Челяднин сильней сжимает веки, словно боится, что проскользнувший сквозь них свет вдруг высветит в его душе что-то еще — неведомое и ему самому. Но мысли лезут, лезут настойчиво, словно взялись обыскать всю его душу, все ее укромные уголки и закоулочки.
«Великое и злое купно не живут! Великое беспомощно без зла! А Спас?!.»
«…Пред ликом его душа якобы вновь нарождается! — Монах тут как тут — у самого уха: — Вся худь и скверна вон исторгаются. Остается добро и свет».
«Добро и свет! Великое и злое! А ежели нет великого? Ежели я, Челяднин, выдумал в нем великое, чтоб оправдать свое отступничество?

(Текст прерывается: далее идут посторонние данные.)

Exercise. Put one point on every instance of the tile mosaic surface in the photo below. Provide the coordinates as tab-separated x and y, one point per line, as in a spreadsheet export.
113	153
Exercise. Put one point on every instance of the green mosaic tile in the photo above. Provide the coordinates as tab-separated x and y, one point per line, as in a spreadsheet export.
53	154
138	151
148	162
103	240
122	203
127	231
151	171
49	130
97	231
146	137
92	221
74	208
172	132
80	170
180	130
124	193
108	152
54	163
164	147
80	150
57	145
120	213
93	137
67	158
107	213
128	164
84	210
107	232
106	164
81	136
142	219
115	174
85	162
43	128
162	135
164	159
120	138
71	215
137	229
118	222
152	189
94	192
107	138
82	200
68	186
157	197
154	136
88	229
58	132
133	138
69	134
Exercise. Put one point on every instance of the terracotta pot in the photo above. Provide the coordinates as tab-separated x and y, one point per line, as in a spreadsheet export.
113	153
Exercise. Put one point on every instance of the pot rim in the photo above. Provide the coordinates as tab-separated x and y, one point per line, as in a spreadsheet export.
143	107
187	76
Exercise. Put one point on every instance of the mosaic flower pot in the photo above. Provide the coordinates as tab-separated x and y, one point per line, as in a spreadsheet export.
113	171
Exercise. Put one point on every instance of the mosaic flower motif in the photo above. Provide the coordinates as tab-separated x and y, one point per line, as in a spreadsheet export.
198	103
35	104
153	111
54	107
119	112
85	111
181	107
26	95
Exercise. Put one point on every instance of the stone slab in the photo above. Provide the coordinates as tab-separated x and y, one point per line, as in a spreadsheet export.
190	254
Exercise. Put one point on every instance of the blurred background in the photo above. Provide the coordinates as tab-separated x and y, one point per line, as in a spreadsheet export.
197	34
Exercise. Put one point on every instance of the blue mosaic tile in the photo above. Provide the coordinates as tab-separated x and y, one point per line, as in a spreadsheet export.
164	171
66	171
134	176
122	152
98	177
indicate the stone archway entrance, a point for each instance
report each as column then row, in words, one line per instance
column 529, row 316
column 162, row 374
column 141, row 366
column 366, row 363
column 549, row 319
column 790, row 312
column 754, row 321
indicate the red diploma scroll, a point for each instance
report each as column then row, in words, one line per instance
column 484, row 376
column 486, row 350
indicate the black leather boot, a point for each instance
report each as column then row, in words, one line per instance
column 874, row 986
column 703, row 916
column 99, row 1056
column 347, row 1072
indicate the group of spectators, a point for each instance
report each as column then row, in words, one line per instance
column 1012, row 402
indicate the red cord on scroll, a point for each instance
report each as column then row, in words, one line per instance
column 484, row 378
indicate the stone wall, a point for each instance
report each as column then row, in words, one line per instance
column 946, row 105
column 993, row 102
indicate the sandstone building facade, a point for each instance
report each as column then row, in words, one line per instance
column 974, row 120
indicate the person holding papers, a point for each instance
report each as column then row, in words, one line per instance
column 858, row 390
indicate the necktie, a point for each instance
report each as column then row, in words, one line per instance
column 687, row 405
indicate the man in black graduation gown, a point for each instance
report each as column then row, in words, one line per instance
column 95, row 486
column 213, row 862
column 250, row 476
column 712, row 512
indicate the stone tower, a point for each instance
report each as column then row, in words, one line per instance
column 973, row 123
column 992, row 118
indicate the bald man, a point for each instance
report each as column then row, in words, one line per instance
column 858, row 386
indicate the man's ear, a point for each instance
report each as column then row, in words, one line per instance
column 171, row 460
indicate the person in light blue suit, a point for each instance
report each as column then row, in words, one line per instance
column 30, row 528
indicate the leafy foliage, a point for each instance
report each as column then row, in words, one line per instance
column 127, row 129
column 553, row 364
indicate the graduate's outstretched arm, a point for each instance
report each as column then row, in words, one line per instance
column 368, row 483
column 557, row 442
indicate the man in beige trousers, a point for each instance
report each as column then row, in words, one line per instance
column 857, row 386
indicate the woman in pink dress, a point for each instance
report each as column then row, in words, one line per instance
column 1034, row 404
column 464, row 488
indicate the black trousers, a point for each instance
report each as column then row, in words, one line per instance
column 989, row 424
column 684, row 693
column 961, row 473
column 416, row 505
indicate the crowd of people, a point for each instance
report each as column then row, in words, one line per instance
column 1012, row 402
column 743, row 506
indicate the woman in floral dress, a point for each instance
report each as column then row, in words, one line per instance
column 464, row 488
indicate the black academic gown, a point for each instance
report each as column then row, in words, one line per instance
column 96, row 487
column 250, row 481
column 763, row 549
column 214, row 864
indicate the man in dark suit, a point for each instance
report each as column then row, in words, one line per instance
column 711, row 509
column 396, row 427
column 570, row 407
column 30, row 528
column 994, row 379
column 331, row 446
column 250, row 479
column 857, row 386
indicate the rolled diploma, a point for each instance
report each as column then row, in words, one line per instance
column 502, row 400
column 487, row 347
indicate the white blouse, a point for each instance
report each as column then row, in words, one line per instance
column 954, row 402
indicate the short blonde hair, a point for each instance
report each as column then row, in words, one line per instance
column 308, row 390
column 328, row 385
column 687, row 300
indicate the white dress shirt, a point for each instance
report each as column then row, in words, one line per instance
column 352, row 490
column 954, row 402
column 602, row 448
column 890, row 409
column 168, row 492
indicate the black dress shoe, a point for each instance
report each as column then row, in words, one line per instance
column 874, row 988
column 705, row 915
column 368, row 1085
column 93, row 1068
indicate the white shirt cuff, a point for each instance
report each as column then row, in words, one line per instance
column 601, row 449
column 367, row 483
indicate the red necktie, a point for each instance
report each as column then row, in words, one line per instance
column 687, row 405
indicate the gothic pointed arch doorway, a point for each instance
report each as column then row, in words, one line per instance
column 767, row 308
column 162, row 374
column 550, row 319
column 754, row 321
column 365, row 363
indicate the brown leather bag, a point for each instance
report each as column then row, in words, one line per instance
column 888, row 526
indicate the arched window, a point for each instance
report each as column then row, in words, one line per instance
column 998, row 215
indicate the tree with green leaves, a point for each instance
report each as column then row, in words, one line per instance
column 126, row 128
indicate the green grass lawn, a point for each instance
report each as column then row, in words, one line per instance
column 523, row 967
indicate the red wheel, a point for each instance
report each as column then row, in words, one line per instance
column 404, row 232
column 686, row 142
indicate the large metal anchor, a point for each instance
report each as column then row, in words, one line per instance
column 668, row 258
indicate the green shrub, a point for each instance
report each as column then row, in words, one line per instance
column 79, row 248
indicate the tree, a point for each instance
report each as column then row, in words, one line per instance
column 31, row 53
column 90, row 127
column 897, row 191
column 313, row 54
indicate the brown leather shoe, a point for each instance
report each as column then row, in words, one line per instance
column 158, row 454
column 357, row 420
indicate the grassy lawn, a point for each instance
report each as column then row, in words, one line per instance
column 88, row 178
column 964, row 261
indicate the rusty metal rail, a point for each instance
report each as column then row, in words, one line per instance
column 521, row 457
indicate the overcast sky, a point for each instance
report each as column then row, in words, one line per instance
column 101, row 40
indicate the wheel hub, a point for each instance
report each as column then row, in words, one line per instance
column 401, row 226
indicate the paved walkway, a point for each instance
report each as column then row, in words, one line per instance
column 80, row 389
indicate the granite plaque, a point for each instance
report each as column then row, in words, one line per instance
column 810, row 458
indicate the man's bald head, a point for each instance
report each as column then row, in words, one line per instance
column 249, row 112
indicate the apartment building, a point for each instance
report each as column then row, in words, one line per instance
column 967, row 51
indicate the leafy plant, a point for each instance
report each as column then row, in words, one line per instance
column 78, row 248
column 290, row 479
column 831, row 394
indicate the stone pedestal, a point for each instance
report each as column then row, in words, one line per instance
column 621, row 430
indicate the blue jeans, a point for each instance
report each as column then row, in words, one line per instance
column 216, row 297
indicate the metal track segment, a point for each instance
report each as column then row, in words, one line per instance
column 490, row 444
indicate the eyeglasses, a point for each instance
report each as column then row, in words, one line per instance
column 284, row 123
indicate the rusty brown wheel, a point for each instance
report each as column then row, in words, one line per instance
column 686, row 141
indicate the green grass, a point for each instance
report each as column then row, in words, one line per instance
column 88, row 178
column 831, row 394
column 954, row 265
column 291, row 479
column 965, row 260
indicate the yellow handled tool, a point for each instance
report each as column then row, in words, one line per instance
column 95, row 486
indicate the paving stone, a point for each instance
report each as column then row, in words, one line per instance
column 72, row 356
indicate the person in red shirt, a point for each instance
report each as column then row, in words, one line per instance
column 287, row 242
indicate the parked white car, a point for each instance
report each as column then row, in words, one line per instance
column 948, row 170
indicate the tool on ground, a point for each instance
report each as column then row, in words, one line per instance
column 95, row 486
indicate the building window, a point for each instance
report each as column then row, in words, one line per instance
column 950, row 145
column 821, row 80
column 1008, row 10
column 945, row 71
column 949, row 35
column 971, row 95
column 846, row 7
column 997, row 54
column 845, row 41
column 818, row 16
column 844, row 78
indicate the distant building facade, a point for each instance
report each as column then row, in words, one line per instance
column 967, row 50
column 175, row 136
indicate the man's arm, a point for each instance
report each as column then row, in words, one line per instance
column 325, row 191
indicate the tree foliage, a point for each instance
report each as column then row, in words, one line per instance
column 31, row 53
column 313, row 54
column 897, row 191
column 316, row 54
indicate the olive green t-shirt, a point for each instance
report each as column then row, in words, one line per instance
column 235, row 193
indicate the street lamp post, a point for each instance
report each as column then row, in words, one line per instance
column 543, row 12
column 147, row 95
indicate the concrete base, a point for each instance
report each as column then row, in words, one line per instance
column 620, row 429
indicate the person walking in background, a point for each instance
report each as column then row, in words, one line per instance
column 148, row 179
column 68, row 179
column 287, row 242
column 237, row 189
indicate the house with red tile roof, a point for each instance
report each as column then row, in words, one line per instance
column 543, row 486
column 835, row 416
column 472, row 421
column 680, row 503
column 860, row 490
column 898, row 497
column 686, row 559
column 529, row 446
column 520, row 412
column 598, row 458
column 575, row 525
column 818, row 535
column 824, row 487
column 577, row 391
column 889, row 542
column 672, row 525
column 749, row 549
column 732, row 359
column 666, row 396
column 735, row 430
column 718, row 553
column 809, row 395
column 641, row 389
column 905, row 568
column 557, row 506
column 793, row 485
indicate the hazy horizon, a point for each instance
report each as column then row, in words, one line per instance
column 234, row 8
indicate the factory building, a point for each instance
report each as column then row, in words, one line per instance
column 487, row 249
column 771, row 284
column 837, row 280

И отступничество ли?.. Может, предательство? Нет, предатель труслив и подл, я же не трушу, не подличаю! Я отступился от того, в чем разуверился. Не верю, да, не верю!.. И не хочу больше стоять, на чем стоял! Пред богом, пред людьми, пред совестью не винен! Не верю — и не хочу стоять! Пошто же примыкаю к иному? Пособлять великому и новому?! Великому и новому и злому — разом! Пошто я в нем оправдываю зло?.. А в Ефросинье — нет! И в Курбском — нет!